# PVC overflow problems



## HiReZ (Jul 19, 2011)

I am trying to setup a overflow for my 75g. its 1-1/4 in PVC. flow is good (keeps up with my return pump), but is gurgles and sucks air like crazy! I have looked at many similar projects on forums all indicate that this should work. I have sucked out the air from the top. I can shut off the return (simulate a power failure) and it drains down to the intake, and upon restart continues siphoning. although it does oscillate a bit; it will flow a bit more steady and full up my refugium about a half inch... then big gurgle and the pump will pull out about a half inch, then it stays about steady for a bit but with constant gurgling.

and thought on what i should change? pics attached.


----------



## Deeda (Oct 12, 2012)

The problem I see with your DIY PVC overflow is that the in-the-tank bottom 'U' is not even with the out-of the tank bottom 'U'. These two pieces must be the same length to function properly. Also, the tee that drains the water to the sump must be above the bottom 'U''s.

Check out THIS link, there is an animation at the bottom of post #2 that shows how the overflow is supposed to be made.


----------



## joescaper1 (Feb 14, 2013)

The fix is pretty easy. Just cut a section from the outside drop that will allow you to equalize the inside and outside lengths, then cement it back together with a coupling.

Joe


----------



## HiReZ (Jul 19, 2011)

Thanks for the info. I had not come across that site yet. though it is very similar to a youtube video i saw.

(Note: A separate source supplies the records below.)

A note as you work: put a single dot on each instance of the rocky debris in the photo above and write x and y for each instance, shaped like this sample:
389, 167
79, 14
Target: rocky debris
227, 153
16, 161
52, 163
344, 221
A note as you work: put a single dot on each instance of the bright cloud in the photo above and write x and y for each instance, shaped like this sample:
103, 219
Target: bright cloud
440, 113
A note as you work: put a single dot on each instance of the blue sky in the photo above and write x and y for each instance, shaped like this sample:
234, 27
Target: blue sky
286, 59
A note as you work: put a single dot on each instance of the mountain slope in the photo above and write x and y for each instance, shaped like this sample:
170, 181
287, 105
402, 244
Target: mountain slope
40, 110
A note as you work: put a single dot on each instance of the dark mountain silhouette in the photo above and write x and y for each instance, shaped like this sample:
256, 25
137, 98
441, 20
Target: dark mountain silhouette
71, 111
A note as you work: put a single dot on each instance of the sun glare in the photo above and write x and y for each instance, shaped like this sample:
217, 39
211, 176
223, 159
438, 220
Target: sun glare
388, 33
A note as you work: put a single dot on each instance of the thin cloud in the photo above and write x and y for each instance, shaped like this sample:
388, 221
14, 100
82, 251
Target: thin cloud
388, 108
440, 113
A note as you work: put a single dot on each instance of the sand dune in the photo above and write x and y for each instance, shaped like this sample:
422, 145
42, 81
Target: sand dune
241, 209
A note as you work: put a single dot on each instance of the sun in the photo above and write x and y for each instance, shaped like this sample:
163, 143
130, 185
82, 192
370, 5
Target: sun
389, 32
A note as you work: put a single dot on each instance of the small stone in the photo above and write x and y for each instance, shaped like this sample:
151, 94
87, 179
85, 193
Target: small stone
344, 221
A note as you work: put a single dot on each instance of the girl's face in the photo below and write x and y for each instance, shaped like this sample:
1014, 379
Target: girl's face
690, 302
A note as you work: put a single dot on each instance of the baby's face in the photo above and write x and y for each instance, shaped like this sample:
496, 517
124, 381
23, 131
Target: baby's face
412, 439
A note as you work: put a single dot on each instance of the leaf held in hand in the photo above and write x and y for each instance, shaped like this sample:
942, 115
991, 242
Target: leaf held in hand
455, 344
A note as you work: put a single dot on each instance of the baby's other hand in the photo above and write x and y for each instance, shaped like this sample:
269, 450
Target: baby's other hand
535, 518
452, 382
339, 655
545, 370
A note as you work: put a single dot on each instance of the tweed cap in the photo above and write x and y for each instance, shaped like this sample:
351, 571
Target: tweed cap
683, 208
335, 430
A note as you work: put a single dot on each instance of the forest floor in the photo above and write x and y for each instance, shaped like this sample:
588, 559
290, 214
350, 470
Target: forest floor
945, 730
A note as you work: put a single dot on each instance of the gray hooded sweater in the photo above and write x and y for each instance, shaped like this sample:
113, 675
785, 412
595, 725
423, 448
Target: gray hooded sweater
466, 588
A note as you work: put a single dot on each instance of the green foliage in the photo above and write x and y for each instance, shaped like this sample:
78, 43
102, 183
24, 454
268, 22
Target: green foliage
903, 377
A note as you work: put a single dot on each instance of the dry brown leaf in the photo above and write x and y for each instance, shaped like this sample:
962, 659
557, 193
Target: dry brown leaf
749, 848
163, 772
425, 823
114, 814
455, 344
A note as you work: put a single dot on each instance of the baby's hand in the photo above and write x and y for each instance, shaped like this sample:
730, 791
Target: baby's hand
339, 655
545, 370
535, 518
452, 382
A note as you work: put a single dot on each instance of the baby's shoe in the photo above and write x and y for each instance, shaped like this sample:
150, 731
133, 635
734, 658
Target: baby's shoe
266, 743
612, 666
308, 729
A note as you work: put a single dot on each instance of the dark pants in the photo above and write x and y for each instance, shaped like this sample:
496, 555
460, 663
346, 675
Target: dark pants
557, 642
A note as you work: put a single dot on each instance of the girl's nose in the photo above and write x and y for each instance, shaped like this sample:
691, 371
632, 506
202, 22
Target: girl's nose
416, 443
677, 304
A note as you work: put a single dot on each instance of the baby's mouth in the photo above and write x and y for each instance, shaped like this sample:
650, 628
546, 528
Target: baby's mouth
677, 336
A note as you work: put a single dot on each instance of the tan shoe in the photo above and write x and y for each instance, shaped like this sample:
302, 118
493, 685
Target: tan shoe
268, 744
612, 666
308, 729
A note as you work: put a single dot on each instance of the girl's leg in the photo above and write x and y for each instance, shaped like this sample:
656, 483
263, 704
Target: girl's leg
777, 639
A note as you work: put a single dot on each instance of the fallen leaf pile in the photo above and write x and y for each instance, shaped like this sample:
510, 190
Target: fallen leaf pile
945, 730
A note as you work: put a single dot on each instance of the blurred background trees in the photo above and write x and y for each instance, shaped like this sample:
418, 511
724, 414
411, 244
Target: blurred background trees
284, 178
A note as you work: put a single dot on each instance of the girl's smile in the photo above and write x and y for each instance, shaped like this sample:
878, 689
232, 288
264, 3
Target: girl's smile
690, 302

however, I had my original design based on this (outside and inside U tubes at same level) and I could never get it to flow. after a few hours of resetting and repriming and only getting a trickle out I gave up to go do some more research. That's when I came across this thread:http://forums.saltwaterfish.com/t/297623/pics-diy-pvc-overflow
the improved design has the outside tube LOWER than the inside tube. My understanding was that just like a lowering a siphon tube further below water level increases flow that is what lowering the outside down tube in the pvc overflow.

so I'll give it another go with your advice. perhaps should I make the inside U lower in the tank? and the outside loop even with that of course.


----------